Il y a des défaites qui ressemblent à des victoires. Il y a des éliminations qui n’effacent rien, mais qui gravent une épopée dans la mémoire d’un peuple. Le parcours des Léopards de la République démocratique du Congo à cette Coupe du monde appartient à cette catégorie rare des aventures qui dépassent le simple résultat sportif.
Cinquante-deux ans après leur première participation historique au Mondial, les Léopards ont réécrit une page que beaucoup croyaient impossible. Ils ne sont pas venus pour figurer. Ils sont venus pour prouver que le football congolais porte encore en lui la puissance des grands jours. En atteignant les huitièmes de finale, ils ont déjà fait tomber bien des barrières : celles du doute, des préjugés et des résignations.
Puis est venu le rendez-vous avec l’Angleterre. Un géant du football mondial. Face à une équipe donnée favorite, les Léopards n’ont pas courbé l’échine. Ils ont rugi. Ils ont frappé les premiers, faisant chavirer des millions de cœurs et rappelant au monde que le courage n’a pas besoin d’un passeport prestigieux pour exister. Pendant de longues minutes, le rêve a porté les couleurs du Congo. Certes, les Anglais ont fini par revenir au score et par décrocher leur qualification. Mais ils ont dû lutter contre une équipe qui refusait de se laisser écrire son destin par les pronostics.
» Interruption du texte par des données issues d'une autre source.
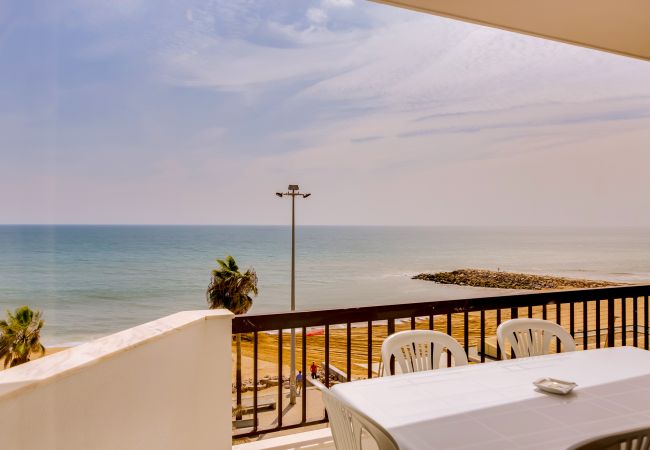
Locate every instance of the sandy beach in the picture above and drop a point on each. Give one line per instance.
(268, 343)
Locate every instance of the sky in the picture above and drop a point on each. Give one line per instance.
(197, 112)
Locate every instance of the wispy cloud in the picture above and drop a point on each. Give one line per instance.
(138, 105)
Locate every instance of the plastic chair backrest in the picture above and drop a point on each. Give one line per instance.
(347, 423)
(636, 439)
(532, 337)
(418, 350)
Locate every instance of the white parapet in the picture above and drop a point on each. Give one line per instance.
(165, 384)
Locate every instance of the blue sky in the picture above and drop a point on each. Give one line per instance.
(136, 111)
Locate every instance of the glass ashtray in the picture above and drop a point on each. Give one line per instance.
(555, 386)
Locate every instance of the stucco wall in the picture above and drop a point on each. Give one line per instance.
(162, 385)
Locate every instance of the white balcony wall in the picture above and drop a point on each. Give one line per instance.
(162, 385)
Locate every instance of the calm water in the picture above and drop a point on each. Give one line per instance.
(93, 280)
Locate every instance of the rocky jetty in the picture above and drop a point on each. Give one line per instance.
(509, 280)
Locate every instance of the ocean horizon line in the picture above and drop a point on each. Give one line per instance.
(301, 225)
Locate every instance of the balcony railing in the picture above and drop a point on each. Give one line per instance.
(346, 342)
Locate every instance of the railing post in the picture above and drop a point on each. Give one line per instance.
(610, 323)
(390, 330)
(238, 415)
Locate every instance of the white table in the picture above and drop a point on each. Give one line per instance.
(496, 406)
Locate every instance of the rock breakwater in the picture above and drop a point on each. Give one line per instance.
(509, 280)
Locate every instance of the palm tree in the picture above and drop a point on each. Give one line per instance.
(20, 336)
(231, 289)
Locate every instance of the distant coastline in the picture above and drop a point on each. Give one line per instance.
(510, 280)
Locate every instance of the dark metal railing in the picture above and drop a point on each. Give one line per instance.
(471, 321)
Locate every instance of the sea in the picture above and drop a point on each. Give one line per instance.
(93, 280)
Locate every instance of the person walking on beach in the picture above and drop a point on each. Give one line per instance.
(299, 382)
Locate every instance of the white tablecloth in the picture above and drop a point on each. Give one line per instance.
(496, 406)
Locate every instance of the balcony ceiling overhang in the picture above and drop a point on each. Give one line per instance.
(616, 26)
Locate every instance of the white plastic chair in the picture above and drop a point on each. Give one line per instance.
(637, 439)
(532, 337)
(347, 423)
(418, 350)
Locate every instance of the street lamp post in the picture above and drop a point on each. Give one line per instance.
(293, 193)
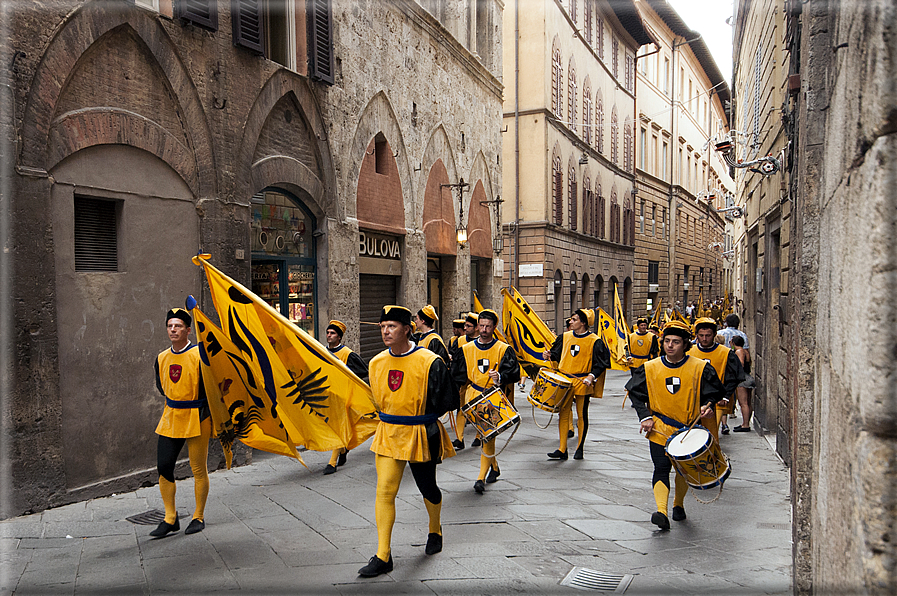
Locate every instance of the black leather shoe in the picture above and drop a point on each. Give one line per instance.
(376, 567)
(434, 544)
(660, 520)
(166, 528)
(195, 526)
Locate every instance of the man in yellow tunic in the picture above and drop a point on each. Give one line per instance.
(471, 320)
(643, 346)
(727, 366)
(412, 388)
(583, 357)
(481, 364)
(669, 393)
(334, 333)
(427, 336)
(185, 419)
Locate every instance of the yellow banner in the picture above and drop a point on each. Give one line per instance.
(240, 409)
(526, 333)
(320, 402)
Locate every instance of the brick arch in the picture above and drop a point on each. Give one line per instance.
(263, 162)
(479, 228)
(379, 118)
(439, 215)
(79, 31)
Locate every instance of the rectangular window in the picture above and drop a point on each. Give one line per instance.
(96, 235)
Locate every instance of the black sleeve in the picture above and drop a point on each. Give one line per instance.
(600, 358)
(637, 387)
(357, 365)
(557, 348)
(712, 389)
(158, 378)
(508, 368)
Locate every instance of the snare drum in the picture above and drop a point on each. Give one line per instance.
(550, 391)
(491, 413)
(698, 458)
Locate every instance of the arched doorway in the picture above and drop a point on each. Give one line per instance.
(283, 256)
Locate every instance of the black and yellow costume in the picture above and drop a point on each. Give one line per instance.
(643, 347)
(470, 367)
(579, 355)
(185, 419)
(412, 390)
(673, 395)
(730, 373)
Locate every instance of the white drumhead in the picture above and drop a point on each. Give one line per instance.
(686, 443)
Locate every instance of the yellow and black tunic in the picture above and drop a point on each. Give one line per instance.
(434, 342)
(413, 390)
(643, 347)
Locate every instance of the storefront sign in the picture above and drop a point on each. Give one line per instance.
(379, 246)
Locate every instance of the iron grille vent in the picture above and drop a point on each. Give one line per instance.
(96, 236)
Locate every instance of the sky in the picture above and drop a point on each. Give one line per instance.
(708, 17)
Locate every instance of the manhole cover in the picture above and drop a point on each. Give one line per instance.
(149, 518)
(589, 579)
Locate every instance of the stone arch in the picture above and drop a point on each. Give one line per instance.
(262, 163)
(79, 31)
(378, 117)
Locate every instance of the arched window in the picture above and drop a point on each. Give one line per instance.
(557, 82)
(571, 196)
(587, 110)
(614, 130)
(571, 92)
(557, 189)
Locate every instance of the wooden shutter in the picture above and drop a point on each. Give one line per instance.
(320, 41)
(248, 25)
(202, 13)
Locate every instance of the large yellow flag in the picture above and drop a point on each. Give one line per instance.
(320, 402)
(240, 408)
(478, 306)
(526, 333)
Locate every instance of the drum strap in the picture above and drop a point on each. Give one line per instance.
(408, 420)
(670, 421)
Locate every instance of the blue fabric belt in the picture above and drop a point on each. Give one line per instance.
(408, 420)
(186, 404)
(669, 420)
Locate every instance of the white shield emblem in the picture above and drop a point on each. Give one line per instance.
(673, 384)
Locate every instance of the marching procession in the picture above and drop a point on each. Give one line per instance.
(680, 392)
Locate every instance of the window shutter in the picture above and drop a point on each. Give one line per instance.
(320, 41)
(248, 25)
(96, 237)
(203, 13)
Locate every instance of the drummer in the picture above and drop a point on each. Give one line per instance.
(582, 356)
(481, 364)
(670, 393)
(470, 334)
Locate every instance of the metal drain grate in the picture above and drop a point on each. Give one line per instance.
(589, 579)
(149, 518)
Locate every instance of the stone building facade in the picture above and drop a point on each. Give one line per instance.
(681, 101)
(306, 146)
(840, 329)
(569, 115)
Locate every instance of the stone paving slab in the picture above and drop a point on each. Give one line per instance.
(278, 527)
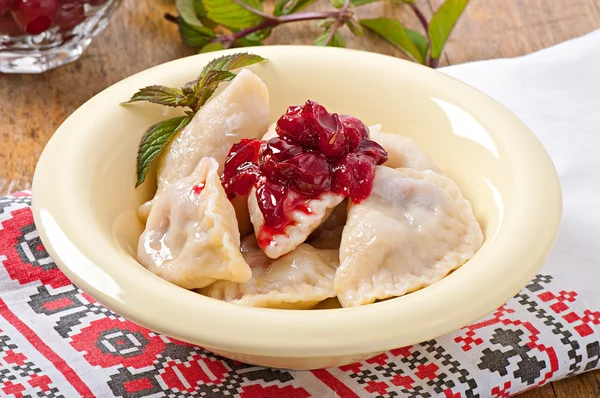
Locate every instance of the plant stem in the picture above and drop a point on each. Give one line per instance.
(276, 21)
(171, 18)
(421, 17)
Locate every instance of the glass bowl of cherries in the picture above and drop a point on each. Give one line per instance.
(38, 35)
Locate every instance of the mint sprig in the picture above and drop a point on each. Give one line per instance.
(209, 25)
(192, 95)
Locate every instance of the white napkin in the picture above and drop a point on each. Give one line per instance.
(556, 92)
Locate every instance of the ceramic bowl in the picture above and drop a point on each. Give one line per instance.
(84, 204)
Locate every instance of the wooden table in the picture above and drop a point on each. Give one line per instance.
(32, 107)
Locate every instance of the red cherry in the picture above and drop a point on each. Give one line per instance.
(9, 27)
(34, 16)
(297, 126)
(69, 15)
(353, 176)
(5, 6)
(355, 130)
(241, 171)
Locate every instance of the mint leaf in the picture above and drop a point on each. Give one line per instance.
(193, 95)
(154, 143)
(393, 31)
(442, 23)
(194, 36)
(232, 15)
(353, 3)
(286, 7)
(336, 40)
(231, 62)
(418, 40)
(207, 85)
(211, 47)
(160, 95)
(187, 12)
(355, 27)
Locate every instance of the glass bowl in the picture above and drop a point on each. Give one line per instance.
(38, 35)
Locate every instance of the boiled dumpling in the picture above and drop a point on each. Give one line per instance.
(298, 280)
(191, 237)
(412, 231)
(403, 152)
(271, 132)
(241, 110)
(329, 234)
(302, 223)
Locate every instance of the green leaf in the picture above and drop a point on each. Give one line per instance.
(353, 3)
(187, 12)
(393, 31)
(355, 27)
(160, 95)
(337, 40)
(286, 7)
(194, 36)
(418, 40)
(211, 47)
(154, 143)
(232, 15)
(231, 62)
(442, 23)
(207, 85)
(199, 9)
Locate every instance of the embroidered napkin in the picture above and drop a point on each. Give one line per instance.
(56, 341)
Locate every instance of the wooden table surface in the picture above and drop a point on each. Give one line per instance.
(138, 37)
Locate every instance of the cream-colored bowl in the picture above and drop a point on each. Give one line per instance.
(84, 200)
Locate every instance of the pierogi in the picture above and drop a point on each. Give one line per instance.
(351, 213)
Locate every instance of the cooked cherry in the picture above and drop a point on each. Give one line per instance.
(241, 171)
(9, 27)
(5, 6)
(316, 152)
(355, 130)
(297, 126)
(353, 176)
(69, 15)
(34, 16)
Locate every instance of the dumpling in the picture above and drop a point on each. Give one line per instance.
(298, 280)
(241, 110)
(302, 223)
(329, 234)
(191, 237)
(412, 230)
(403, 152)
(271, 132)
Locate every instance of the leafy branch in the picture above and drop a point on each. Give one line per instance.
(192, 95)
(209, 25)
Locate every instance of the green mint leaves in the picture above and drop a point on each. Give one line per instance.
(210, 25)
(154, 143)
(442, 23)
(192, 95)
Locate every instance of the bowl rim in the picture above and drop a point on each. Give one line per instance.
(304, 334)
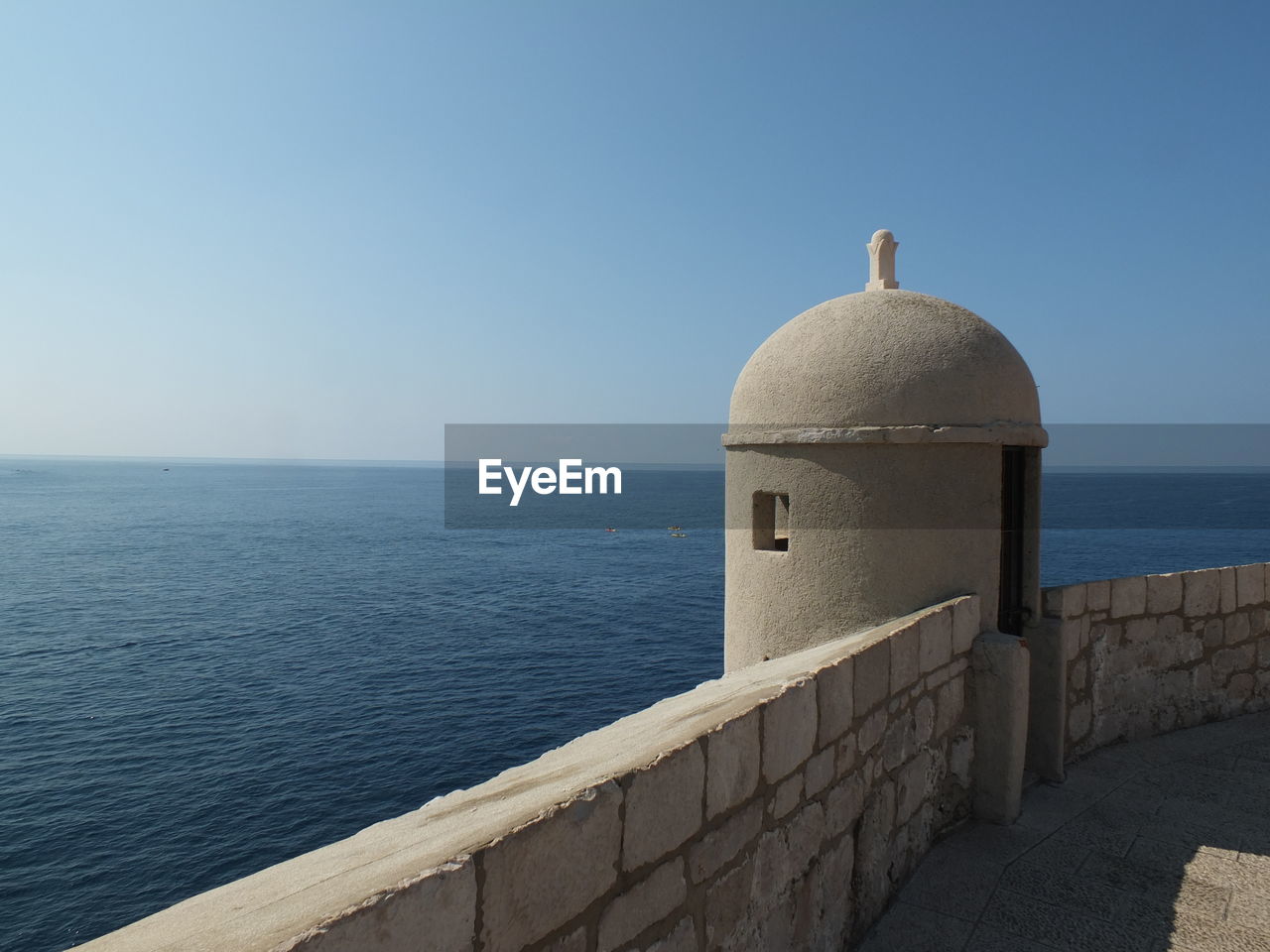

Les Léopards rentrent aujourd’hui au pays. Ils ne reviennent pas les mains vides. Ils rapportent un trésor plus précieux qu’un trophée : la fierté retrouvée d’une nation. Dans un pays souvent éprouvé par les blessures de son histoire, ils ont offert une parenthèse d’unité. Durant quelques semaines, les différences se sont tues. Une seule voix s’est élevée, un seul drapeau a flotté dans les cœurs, un seul nom a résonné avec force : Congo.
Leur parcours révèle bien davantage qu’une réussite sportive. Il dévoile l’aspiration profonde de toute une génération : celle d’un peuple qui refuse d’être défini par ses difficultés et qui choisit de croire en sa grandeur. Les Léopards ont rappelé que la force d’une nation ne réside pas seulement dans ses richesses naturelles, mais dans la capacité de ses enfants à se dépasser ensemble. Ils ont incarné l’unité, la résilience et cette fierté tranquille qui fait relever la tête même lorsque le chemin s’interrompt.
« Le roi est mort, vive le roi ! » Cette vieille formule, qui annonce la continuité malgré la fin d’un règne, prend aujourd’hui un sens nouveau. Le Mondial s’achève pour les Léopards, mais une autre histoire commence. Une génération est née. Un héritage a été transmis. Une espérance a repris vie. Les rugissements entendus sur les pelouses du monde continueront longtemps de résonner dans les stades, les quartiers, les écoles et les rêves des jeunes Congolais.
Les Léopards quittent la compétition, mais ils ont conquis quelque chose d’inestimable : le respect du monde et la confiance de leur peuple. Et parfois, c’est là que commence la plus belle des victoires.